General Motors' earnings fell in the third quarter, as rising losses in Europe and lower earnings at home hurt its bottom line.
Overall, GM on Wednesday posted net income of $1.8 billion, down from $2.1 billion it earned a year earlier. But the result soundly beat forecasts of analysts surveyed by Thomson Reuters. And the company said that its pretax operating earnings in the fourth quarter should be similar or slightly better than the final quarter of last year.
GM ( said losses in Europe soared to $478 million from $292 million a year earlier. The company warned that its full-year losses in Europe will be between $1.5 billion and $1.8 billion, and said it won't be profitable there until the middle of the decade. )
But Europe wasn't the only drag on results. Operating profits in North America fell 17% to $1.8 billion. That was partly balanced by improved results in its international unit, which includes operations in China. GM once again sold more cars and trucks in China than in the United States in the period.
"While we still have a lot of work to do, especially in Europe, it is encouraging to see our results begin to reflect the discipline we are bringing to bear on the overall business," said Dan Ammann, the company's chief financial officer.
The European sovereign debt crisis, which has caused high unemployment and deep recessions in much of Europe, has sent auto sales in the region to a 20-year low. That has caused massive European losses across the global auto industry. U.S. rival Ford Motor ( reported sharply higher European losses as part of )third-quarter results on Tuesday, although it was able to report stable company-wide earnings with the help of a record profit in North America.
But the problems in Europe did not start with the current economic crisis. Labor laws that make it expensive and difficult to shut factories have resulted in a large amount of overcapacity across the industry. Even before Wednesday's report ,GM estimated its European losses topped $14 billion over the last 12 years.
Ford has announced plans to close three plants in Europe as part of a plan to return to profitability there by the middle of the decade. GM has yet to lay out details of its plans to stem losses.
While problems in Europe continue to be a drag on GM, the overall results at the company demonstrate the substantial turnaround at a company that went through bankruptcy and a federal bailout only three years ago. Since the start of 2010, the company has earned net income of $19 billion.

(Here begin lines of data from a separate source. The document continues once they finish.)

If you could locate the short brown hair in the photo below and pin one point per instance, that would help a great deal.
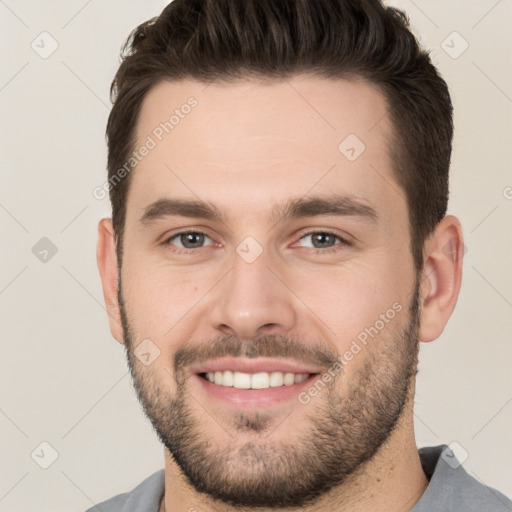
(226, 40)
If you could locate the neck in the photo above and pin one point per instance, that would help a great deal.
(392, 480)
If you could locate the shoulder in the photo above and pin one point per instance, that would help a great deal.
(145, 497)
(452, 489)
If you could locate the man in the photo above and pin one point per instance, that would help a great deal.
(279, 245)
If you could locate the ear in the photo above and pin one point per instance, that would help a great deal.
(442, 277)
(107, 265)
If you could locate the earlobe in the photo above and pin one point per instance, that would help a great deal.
(107, 265)
(441, 278)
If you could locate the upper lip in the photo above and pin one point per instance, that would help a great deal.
(256, 365)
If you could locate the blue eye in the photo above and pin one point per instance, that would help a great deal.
(324, 241)
(188, 240)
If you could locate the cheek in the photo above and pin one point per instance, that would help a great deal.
(347, 300)
(157, 296)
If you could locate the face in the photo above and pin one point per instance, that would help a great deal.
(267, 272)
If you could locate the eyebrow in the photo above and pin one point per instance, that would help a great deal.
(339, 205)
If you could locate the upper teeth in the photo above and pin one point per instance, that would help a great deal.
(261, 380)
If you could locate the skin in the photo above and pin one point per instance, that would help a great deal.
(246, 148)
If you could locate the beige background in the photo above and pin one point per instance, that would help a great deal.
(64, 379)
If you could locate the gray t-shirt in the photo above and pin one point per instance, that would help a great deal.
(451, 489)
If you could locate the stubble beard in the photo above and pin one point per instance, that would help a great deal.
(339, 433)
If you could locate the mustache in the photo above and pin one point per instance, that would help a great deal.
(264, 346)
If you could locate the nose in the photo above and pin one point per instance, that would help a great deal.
(253, 300)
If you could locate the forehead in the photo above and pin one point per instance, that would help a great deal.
(247, 144)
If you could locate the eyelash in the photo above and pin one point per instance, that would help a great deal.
(335, 248)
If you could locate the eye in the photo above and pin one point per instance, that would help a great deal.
(324, 241)
(188, 240)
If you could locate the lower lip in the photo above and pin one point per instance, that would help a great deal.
(241, 398)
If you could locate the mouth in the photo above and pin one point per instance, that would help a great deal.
(261, 380)
(253, 383)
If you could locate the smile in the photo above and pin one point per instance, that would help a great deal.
(261, 380)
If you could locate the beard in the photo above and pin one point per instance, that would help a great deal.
(339, 434)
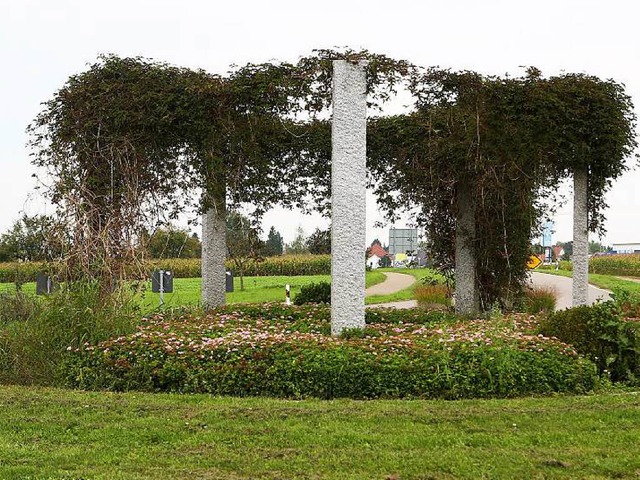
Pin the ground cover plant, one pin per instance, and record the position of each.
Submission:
(288, 352)
(604, 333)
(36, 333)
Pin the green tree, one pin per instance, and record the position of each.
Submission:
(319, 242)
(298, 244)
(274, 244)
(172, 242)
(33, 238)
(243, 243)
(505, 143)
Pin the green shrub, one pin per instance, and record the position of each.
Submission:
(314, 293)
(288, 353)
(39, 332)
(603, 335)
(628, 302)
(17, 307)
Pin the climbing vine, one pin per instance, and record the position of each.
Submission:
(130, 139)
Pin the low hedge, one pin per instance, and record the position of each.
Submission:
(285, 265)
(603, 334)
(289, 353)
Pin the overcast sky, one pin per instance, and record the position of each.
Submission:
(43, 42)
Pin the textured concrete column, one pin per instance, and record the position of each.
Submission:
(580, 238)
(466, 292)
(214, 249)
(348, 188)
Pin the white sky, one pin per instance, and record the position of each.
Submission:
(43, 42)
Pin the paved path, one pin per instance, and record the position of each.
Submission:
(563, 286)
(394, 283)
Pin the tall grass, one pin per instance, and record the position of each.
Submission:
(36, 332)
(430, 296)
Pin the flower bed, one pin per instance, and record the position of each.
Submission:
(288, 352)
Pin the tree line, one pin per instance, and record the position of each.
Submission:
(37, 238)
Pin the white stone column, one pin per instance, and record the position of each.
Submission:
(466, 291)
(348, 188)
(214, 250)
(580, 238)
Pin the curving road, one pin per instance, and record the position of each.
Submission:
(563, 289)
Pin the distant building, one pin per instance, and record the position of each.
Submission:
(403, 240)
(626, 247)
(377, 255)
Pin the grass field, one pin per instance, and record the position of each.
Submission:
(257, 289)
(50, 433)
(608, 282)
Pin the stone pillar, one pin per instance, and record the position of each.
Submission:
(580, 238)
(466, 291)
(214, 250)
(348, 188)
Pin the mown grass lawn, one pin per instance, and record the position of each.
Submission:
(51, 433)
(257, 289)
(607, 282)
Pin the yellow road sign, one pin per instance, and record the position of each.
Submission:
(533, 262)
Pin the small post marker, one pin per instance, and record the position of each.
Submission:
(161, 287)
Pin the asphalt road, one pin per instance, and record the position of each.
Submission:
(563, 286)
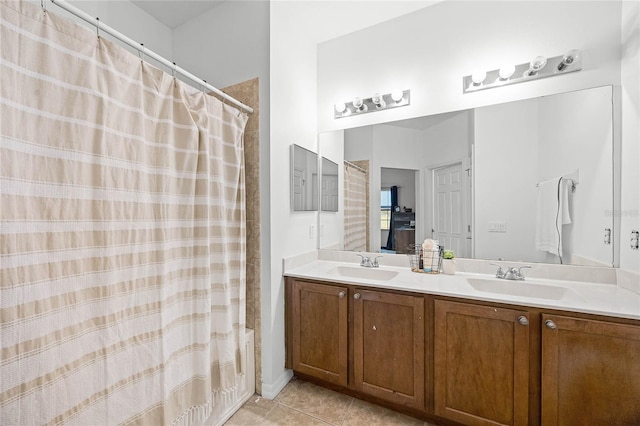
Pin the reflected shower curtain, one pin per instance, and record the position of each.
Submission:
(355, 207)
(122, 234)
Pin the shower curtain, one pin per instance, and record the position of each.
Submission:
(355, 207)
(122, 234)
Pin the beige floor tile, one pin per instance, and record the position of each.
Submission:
(301, 403)
(253, 412)
(285, 416)
(316, 401)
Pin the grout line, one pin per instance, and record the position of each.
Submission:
(305, 413)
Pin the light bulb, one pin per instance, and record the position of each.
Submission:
(536, 65)
(378, 101)
(569, 58)
(359, 105)
(478, 77)
(506, 71)
(397, 95)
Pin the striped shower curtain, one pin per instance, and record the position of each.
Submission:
(356, 206)
(122, 234)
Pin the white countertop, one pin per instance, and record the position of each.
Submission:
(591, 298)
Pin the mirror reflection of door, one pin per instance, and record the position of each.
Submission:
(449, 206)
(298, 189)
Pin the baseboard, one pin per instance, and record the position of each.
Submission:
(270, 391)
(248, 388)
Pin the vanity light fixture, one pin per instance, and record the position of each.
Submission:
(478, 77)
(511, 74)
(377, 102)
(506, 71)
(535, 65)
(568, 59)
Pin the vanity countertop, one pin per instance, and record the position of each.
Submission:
(584, 297)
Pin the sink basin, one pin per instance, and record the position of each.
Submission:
(519, 288)
(363, 273)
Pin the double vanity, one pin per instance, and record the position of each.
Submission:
(560, 347)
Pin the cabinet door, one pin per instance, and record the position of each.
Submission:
(320, 331)
(590, 372)
(388, 340)
(481, 364)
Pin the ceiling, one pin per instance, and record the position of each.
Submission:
(175, 13)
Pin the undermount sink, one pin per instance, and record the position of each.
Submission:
(518, 288)
(363, 273)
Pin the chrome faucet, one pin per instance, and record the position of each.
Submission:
(514, 274)
(367, 262)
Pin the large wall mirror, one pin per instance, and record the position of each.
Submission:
(479, 181)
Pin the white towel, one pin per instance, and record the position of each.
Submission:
(553, 212)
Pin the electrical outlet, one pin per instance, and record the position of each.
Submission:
(635, 240)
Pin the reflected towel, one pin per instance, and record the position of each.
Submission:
(552, 213)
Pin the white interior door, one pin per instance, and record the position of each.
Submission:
(298, 190)
(449, 223)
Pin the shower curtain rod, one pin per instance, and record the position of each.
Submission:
(123, 38)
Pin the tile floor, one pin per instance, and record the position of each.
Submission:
(302, 403)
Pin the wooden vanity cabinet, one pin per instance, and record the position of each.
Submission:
(590, 372)
(387, 334)
(389, 350)
(481, 364)
(465, 361)
(318, 326)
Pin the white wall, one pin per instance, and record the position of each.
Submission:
(331, 224)
(124, 17)
(508, 137)
(295, 30)
(429, 52)
(575, 133)
(520, 144)
(630, 152)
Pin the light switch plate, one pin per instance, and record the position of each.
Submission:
(498, 227)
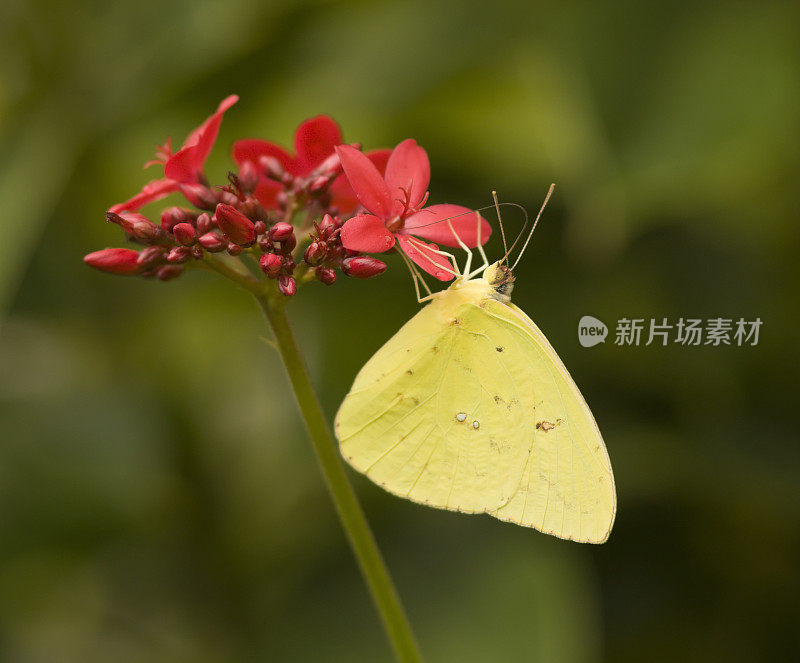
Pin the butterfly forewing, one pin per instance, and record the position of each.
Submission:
(468, 408)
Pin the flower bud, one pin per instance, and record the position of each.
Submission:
(325, 275)
(287, 245)
(330, 167)
(184, 234)
(319, 183)
(200, 196)
(179, 254)
(114, 261)
(236, 226)
(138, 226)
(327, 226)
(363, 267)
(280, 231)
(271, 167)
(248, 176)
(172, 216)
(150, 256)
(213, 242)
(204, 224)
(315, 253)
(270, 264)
(169, 272)
(287, 285)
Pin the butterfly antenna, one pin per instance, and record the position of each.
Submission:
(530, 234)
(500, 222)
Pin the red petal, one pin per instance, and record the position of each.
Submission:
(315, 140)
(432, 223)
(267, 193)
(367, 183)
(252, 148)
(186, 164)
(366, 233)
(204, 136)
(342, 196)
(151, 191)
(422, 254)
(409, 170)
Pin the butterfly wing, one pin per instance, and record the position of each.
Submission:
(468, 408)
(422, 419)
(567, 487)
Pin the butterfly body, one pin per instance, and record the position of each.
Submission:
(468, 408)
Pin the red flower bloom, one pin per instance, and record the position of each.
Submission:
(314, 142)
(394, 201)
(183, 167)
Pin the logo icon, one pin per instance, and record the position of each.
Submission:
(591, 331)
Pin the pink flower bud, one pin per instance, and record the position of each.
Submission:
(287, 245)
(327, 226)
(325, 275)
(330, 167)
(138, 226)
(280, 231)
(179, 254)
(204, 224)
(315, 253)
(248, 176)
(184, 234)
(213, 242)
(287, 285)
(319, 183)
(114, 261)
(271, 167)
(150, 256)
(169, 272)
(172, 216)
(270, 264)
(200, 196)
(236, 226)
(363, 267)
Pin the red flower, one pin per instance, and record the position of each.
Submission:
(314, 142)
(183, 167)
(394, 201)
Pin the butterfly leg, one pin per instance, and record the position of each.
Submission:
(463, 246)
(451, 258)
(416, 277)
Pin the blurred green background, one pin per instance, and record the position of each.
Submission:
(158, 498)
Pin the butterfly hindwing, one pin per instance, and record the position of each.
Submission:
(468, 408)
(425, 418)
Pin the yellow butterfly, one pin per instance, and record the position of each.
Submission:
(468, 408)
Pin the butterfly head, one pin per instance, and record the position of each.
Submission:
(501, 279)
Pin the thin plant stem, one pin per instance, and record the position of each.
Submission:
(349, 509)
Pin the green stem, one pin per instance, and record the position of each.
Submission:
(350, 513)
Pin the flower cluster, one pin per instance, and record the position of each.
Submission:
(295, 217)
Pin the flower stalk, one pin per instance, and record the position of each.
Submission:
(341, 491)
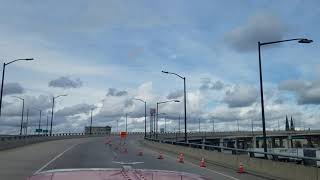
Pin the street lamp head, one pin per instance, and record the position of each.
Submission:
(305, 41)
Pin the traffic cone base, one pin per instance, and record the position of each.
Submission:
(202, 163)
(181, 158)
(241, 168)
(160, 156)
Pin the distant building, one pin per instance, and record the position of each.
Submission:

Strong car sales has led it to hire new workers, raising employment at its U.S. factories by 3,000 since the start of the year to 80,000. It reported record earnings in 2011 and recaptured the distinction of world's largest automaker for that period.
But taxpayers have yet to get back all of the $49.5 billion in the controversial federal bailout that GM received. And the bailout is unlikely to break even unless the 500 million shares of GM that Treasury still owns more than doubles in value.
Shares shot up 4.5% in premarket trading following the report.